Counter-intuitively, it’s probably easiest to understand the conditions where the distribution won’t be found:
Sequential numbers: Any sets of numbers which form a consecutive or formulaic pattern will not work, e.g. invoice numbers, dates. This is because these data sets can, and probably will, have arbitrary cut-offs, starting points, end-points. There is no reason why a list of invoice numbers can’t start at ‘2...’ or ‘3...’ or always start with a ‘2002...’
Max/min conditions: If the number set has limits and thresholds it can skew the distribution. For example, if you asked people to ‘pick a number between 150-550’, you would not get a Benford’s Law distribution
Artificial clusters: Sometimes humans like to make their life easy and measure things with convenient scales. Take human height as an example. The average UK woman is 162 cm tall, with very few being under 100cm or over 199cm and none being over 299cm
Human bias: Data created by human decision making can carry inherent biases. For example, humans are influenced by price thresholds when making purchasing decisions, which is why many prices are £x.99. This is also true when humans pick ‘random’ numbers, where people will disproportionately choose 3 or 7 when picking a number between 1-10
‘Building block’ numbers: Some recorded numbers are the result of combining other numbers. If you were looking at the distribution of leading digits of bets in a poker competition, the results might not follow a Benford’s Law distribution because each bet is built up from fixed chip values. If the smallest chip size is $25, bets of $10, $20 and $30 would be impossible. Another example might be a fast food restaurant with a small menu, where there are relatively few combinations of items that can form a transaction value.
How can I use Benford’s Law?
When it was initially discovered in the 19th century and rediscovered in the mid-20th century, Benford’s Law was filed away under ‘interesting but not useful’. In the pre-computer era, data collection and analysis was slow and painful.
Today, it is extremely straightforward to check whether a dataset has a Benford’s Law distribution of leading digits. I think that Benford’s Law is an incredibly useful tool that can quickly help you understand the characteristics of a data set and identify hidden biases.
The most common uses of Benford’s Law in data and analytics are:
Fraud: Benford’s Law became fashionable again when people realised its use in fraud detection. This follows from the human bias point made above where humans will make strange decisions when choosing ‘random’ numbers.
When I was in forensic accounting, we used Benford’s Law to sense check accounting software entries. If large numbers of transactions had been entered ‘randomly’ by a human there would be a distinct divergence away from a Benford’s Law distribution.
This is an example of what the leading digit distribution pattern of a human entered dataset might look like versus Benford’s Law:
Bias: This is the most useful application of Benford’s Law.
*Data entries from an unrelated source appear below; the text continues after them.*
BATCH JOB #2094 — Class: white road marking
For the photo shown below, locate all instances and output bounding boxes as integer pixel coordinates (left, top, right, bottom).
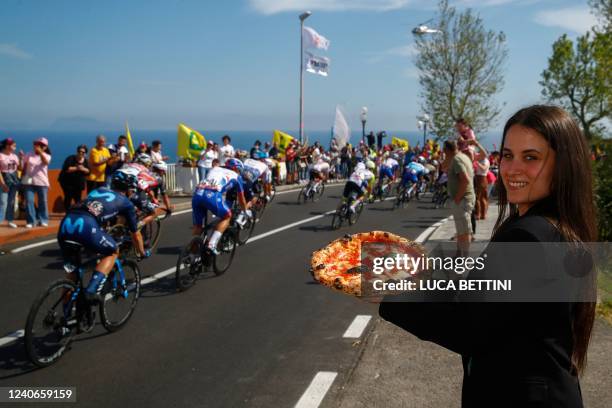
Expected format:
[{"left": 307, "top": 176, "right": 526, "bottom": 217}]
[
  {"left": 342, "top": 315, "right": 372, "bottom": 339},
  {"left": 295, "top": 371, "right": 338, "bottom": 408},
  {"left": 11, "top": 239, "right": 57, "bottom": 254},
  {"left": 247, "top": 210, "right": 336, "bottom": 244}
]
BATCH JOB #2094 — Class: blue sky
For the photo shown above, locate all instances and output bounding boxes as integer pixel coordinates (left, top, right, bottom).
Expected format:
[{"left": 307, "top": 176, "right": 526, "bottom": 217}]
[{"left": 0, "top": 0, "right": 595, "bottom": 130}]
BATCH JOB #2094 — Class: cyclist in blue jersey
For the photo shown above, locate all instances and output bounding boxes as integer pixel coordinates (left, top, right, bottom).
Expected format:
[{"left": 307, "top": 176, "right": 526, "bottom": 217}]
[
  {"left": 401, "top": 158, "right": 429, "bottom": 199},
  {"left": 57, "top": 172, "right": 151, "bottom": 301},
  {"left": 191, "top": 159, "right": 250, "bottom": 255}
]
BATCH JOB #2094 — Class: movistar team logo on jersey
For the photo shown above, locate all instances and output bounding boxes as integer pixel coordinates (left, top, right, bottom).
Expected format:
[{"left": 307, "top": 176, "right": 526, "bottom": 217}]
[
  {"left": 87, "top": 190, "right": 116, "bottom": 203},
  {"left": 62, "top": 217, "right": 85, "bottom": 234}
]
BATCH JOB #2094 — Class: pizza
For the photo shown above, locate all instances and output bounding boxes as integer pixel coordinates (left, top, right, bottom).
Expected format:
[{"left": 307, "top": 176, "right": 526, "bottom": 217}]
[{"left": 310, "top": 231, "right": 425, "bottom": 296}]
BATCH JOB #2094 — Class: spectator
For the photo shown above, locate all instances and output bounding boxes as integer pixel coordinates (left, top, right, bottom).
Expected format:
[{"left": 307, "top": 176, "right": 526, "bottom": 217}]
[
  {"left": 21, "top": 137, "right": 51, "bottom": 228},
  {"left": 135, "top": 141, "right": 151, "bottom": 156},
  {"left": 468, "top": 139, "right": 490, "bottom": 220},
  {"left": 285, "top": 142, "right": 297, "bottom": 184},
  {"left": 58, "top": 145, "right": 89, "bottom": 211},
  {"left": 198, "top": 140, "right": 219, "bottom": 183},
  {"left": 219, "top": 135, "right": 235, "bottom": 166},
  {"left": 367, "top": 132, "right": 376, "bottom": 148},
  {"left": 151, "top": 140, "right": 169, "bottom": 164},
  {"left": 117, "top": 135, "right": 132, "bottom": 168},
  {"left": 0, "top": 138, "right": 23, "bottom": 228},
  {"left": 444, "top": 140, "right": 476, "bottom": 256},
  {"left": 87, "top": 135, "right": 112, "bottom": 192},
  {"left": 370, "top": 130, "right": 387, "bottom": 150},
  {"left": 249, "top": 140, "right": 263, "bottom": 160}
]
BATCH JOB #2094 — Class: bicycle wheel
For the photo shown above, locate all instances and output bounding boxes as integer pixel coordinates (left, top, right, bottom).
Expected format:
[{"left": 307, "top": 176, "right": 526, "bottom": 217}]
[
  {"left": 174, "top": 237, "right": 204, "bottom": 292},
  {"left": 100, "top": 260, "right": 140, "bottom": 332},
  {"left": 140, "top": 218, "right": 161, "bottom": 251},
  {"left": 348, "top": 201, "right": 363, "bottom": 225},
  {"left": 213, "top": 228, "right": 236, "bottom": 276},
  {"left": 24, "top": 279, "right": 78, "bottom": 367}
]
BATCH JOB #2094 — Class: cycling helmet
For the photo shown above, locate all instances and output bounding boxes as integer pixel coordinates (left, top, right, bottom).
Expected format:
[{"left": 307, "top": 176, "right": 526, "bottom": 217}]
[
  {"left": 153, "top": 162, "right": 168, "bottom": 173},
  {"left": 225, "top": 159, "right": 244, "bottom": 173},
  {"left": 134, "top": 153, "right": 153, "bottom": 167},
  {"left": 111, "top": 170, "right": 138, "bottom": 191}
]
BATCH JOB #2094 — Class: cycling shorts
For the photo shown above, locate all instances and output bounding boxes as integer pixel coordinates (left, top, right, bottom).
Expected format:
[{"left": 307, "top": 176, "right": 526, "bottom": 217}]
[
  {"left": 380, "top": 166, "right": 393, "bottom": 180},
  {"left": 402, "top": 171, "right": 419, "bottom": 186},
  {"left": 342, "top": 181, "right": 364, "bottom": 198},
  {"left": 191, "top": 189, "right": 232, "bottom": 225},
  {"left": 57, "top": 211, "right": 117, "bottom": 260}
]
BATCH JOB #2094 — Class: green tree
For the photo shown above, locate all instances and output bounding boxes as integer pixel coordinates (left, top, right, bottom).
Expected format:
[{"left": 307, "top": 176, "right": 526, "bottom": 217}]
[
  {"left": 415, "top": 0, "right": 508, "bottom": 137},
  {"left": 540, "top": 32, "right": 610, "bottom": 140}
]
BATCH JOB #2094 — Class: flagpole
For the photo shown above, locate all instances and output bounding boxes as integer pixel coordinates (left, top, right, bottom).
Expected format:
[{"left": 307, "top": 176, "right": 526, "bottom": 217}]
[{"left": 300, "top": 11, "right": 312, "bottom": 143}]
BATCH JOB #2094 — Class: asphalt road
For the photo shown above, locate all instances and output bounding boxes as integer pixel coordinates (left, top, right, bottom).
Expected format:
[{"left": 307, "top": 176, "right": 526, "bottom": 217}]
[{"left": 0, "top": 186, "right": 448, "bottom": 407}]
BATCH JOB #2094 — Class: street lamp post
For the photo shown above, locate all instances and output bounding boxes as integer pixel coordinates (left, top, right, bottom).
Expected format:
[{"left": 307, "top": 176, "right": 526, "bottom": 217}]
[
  {"left": 359, "top": 106, "right": 368, "bottom": 143},
  {"left": 417, "top": 113, "right": 430, "bottom": 147},
  {"left": 300, "top": 11, "right": 312, "bottom": 143}
]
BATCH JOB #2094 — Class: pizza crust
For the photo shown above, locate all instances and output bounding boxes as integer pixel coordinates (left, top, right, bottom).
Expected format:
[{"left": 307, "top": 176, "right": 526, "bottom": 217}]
[{"left": 310, "top": 231, "right": 424, "bottom": 296}]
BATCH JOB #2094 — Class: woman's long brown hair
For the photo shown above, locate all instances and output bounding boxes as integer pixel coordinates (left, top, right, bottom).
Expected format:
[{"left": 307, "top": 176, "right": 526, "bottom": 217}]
[{"left": 493, "top": 105, "right": 597, "bottom": 373}]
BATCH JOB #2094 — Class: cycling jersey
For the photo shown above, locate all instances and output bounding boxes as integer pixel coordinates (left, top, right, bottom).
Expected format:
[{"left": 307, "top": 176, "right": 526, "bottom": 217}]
[
  {"left": 242, "top": 159, "right": 272, "bottom": 183},
  {"left": 342, "top": 170, "right": 375, "bottom": 198},
  {"left": 57, "top": 187, "right": 138, "bottom": 262},
  {"left": 380, "top": 157, "right": 399, "bottom": 181},
  {"left": 191, "top": 167, "right": 244, "bottom": 225}
]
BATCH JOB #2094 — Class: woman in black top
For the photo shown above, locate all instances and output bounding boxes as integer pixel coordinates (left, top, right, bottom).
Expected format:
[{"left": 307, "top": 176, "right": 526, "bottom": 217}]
[
  {"left": 379, "top": 105, "right": 597, "bottom": 408},
  {"left": 59, "top": 145, "right": 89, "bottom": 211}
]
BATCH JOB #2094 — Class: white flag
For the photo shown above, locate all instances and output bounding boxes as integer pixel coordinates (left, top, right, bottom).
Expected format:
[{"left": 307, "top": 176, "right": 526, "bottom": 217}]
[
  {"left": 304, "top": 52, "right": 329, "bottom": 76},
  {"left": 333, "top": 105, "right": 351, "bottom": 149},
  {"left": 302, "top": 27, "right": 329, "bottom": 51}
]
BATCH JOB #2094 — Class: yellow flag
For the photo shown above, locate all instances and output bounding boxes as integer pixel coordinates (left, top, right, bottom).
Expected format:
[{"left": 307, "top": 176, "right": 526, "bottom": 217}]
[
  {"left": 177, "top": 123, "right": 206, "bottom": 160},
  {"left": 125, "top": 122, "right": 136, "bottom": 157},
  {"left": 272, "top": 130, "right": 293, "bottom": 157},
  {"left": 391, "top": 136, "right": 410, "bottom": 151}
]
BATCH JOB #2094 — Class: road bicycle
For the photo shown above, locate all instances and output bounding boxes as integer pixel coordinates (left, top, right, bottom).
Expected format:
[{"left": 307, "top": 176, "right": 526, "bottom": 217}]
[
  {"left": 175, "top": 215, "right": 240, "bottom": 292},
  {"left": 332, "top": 192, "right": 363, "bottom": 229},
  {"left": 24, "top": 225, "right": 141, "bottom": 367},
  {"left": 139, "top": 207, "right": 172, "bottom": 251},
  {"left": 393, "top": 183, "right": 417, "bottom": 209},
  {"left": 297, "top": 180, "right": 325, "bottom": 204}
]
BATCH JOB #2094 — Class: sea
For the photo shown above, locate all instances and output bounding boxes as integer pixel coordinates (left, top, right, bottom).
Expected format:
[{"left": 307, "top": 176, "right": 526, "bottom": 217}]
[{"left": 0, "top": 129, "right": 501, "bottom": 169}]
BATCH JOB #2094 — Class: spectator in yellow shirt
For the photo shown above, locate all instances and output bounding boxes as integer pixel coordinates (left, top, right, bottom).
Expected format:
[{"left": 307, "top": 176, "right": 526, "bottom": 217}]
[{"left": 87, "top": 135, "right": 111, "bottom": 193}]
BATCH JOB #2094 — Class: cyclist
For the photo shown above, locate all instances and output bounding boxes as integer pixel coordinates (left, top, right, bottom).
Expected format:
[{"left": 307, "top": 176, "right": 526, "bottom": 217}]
[
  {"left": 342, "top": 160, "right": 375, "bottom": 213},
  {"left": 242, "top": 159, "right": 272, "bottom": 207},
  {"left": 191, "top": 158, "right": 250, "bottom": 255},
  {"left": 57, "top": 172, "right": 151, "bottom": 302},
  {"left": 402, "top": 158, "right": 429, "bottom": 199},
  {"left": 378, "top": 153, "right": 399, "bottom": 195}
]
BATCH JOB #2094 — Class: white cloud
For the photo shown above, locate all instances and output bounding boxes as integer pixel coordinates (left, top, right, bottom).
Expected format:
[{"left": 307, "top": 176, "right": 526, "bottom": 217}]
[
  {"left": 367, "top": 43, "right": 417, "bottom": 64},
  {"left": 249, "top": 0, "right": 410, "bottom": 14},
  {"left": 534, "top": 6, "right": 597, "bottom": 34},
  {"left": 0, "top": 44, "right": 32, "bottom": 59},
  {"left": 248, "top": 0, "right": 539, "bottom": 15}
]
It can help detect hidden biases in a data set, possibly caused by some of the conditions outlined above under which Benford’s Law won’t work.
This is incredibly useful for data analysis and creating machine learning models because it helps remove unidentified biases from datasets that can lead to a misleading, at best, or fundamentally flawed models.
For example, you take a dataset of credit card transactions and compare the leadingdigit distribution to Benford’s Law. The analysis shows that there is a higher than expected proportion of ‘5’s and ‘6’s as the leading digit of the transactions. On further investigation, you find out that in December 2018 the credit card company ran a promotion for transactions on electronic goods of £500 or above. These transactions are excluded from the model where appropriate.
Benford’s Law, or the ‘leading digit rule’, is a solid combination of being interesting and useful. It's also much more applicable than given credit for.
Not only is it a quick and high level data exploration tool which can help understand a dataset, it can be a robust forensic technique that can be and has been used as legal evidence.
Understanding the characteristics of datasets under which Benson’s Law won’t work is the key to applying and using it in data and analytics.